Toutes celles et ceux qui ont accompagné le processus de conception depuis l’atelier du 23 mai dernier. C’est-à-dire les délégué-e-s et délégué-e-s remplaçant-e-s des organisations membres de Bio Suisse, leurs président-e-s et secrétaires, ou encore d’autres représentant-e-s des OM et des commissions (CQ, CS, CM, CLA, CLI, CLTC, CG, IRI) ainsi que les membres des Groupes spécialisés. Quelque 110 participants se sont rassemblés le 2 juillet à Olten et se sont prêtés au jeu – très sérieux – d’un vote consultatif sur les différents scénarios proposés.

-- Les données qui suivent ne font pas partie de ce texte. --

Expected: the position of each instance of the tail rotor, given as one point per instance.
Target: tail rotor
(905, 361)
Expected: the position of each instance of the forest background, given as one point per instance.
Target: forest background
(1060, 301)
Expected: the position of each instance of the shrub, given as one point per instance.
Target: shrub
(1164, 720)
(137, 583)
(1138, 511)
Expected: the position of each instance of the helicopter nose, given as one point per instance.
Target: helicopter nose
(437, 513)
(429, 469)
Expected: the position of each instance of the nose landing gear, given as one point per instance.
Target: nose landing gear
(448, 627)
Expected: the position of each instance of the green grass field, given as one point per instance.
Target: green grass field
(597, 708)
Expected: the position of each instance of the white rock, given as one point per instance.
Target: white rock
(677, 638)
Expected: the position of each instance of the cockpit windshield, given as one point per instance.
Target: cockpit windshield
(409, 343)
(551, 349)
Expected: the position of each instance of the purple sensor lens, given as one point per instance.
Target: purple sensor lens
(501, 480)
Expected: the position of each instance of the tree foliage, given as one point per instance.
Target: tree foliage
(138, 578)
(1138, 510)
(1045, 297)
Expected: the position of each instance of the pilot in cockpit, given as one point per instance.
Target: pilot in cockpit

Et qu’est-il ressorti de ce vote consultatif?
L’approbation était très générale – comme rarement lors d’un vote lors d’une AD.

Il y a eu par après des voix qui disent que le nouveau modèle est trop strict et que les niveaux deux et trois ne peuvent pas être atteints par tous les détaillants: Que dites-vous à ce propos?
Le Bourgeon exige des règles très strictes pour l’agriculture et la transformation. Les discussions avec la base ont montré très vite et très clairement que cela devait aussi être valable pour le commerce de détail. La révision de la politique de distribution définit des exigences déterminées selon les besoins et qui doivent être à l’avenir valables pour tous les détaillants de Suisse. Chacun y trouvera une variante compatible avec sa stratégie bio pour collaborer avec Bio Suisse. On trouve en outre déjà des produits de marque avec le Bourgeon dans tous les canaux de vente en Suisse. Et comme je l’ai déjà dit auparavant: à la fin c’est la somme des engagements pour l’agriculture biologique qui décidera qui peut utiliser le Bourgeon.

Et à partir de quand ce modèle à trois niveaux sera-t-il en vigueur?
Nous prévoyons que ce sera à partie du 1er janvier 2020. Vu que des modifications du Cahier des charges seront encore nécessaires, l’AD de novembre devrait prendre une décision à ce sujet. Nous avons en effet encore des points à clarifier d’ici-là.

TH

Remarque: ce texte est une nouvelle du jour. Il ne sera pas actualisé ultérieurement.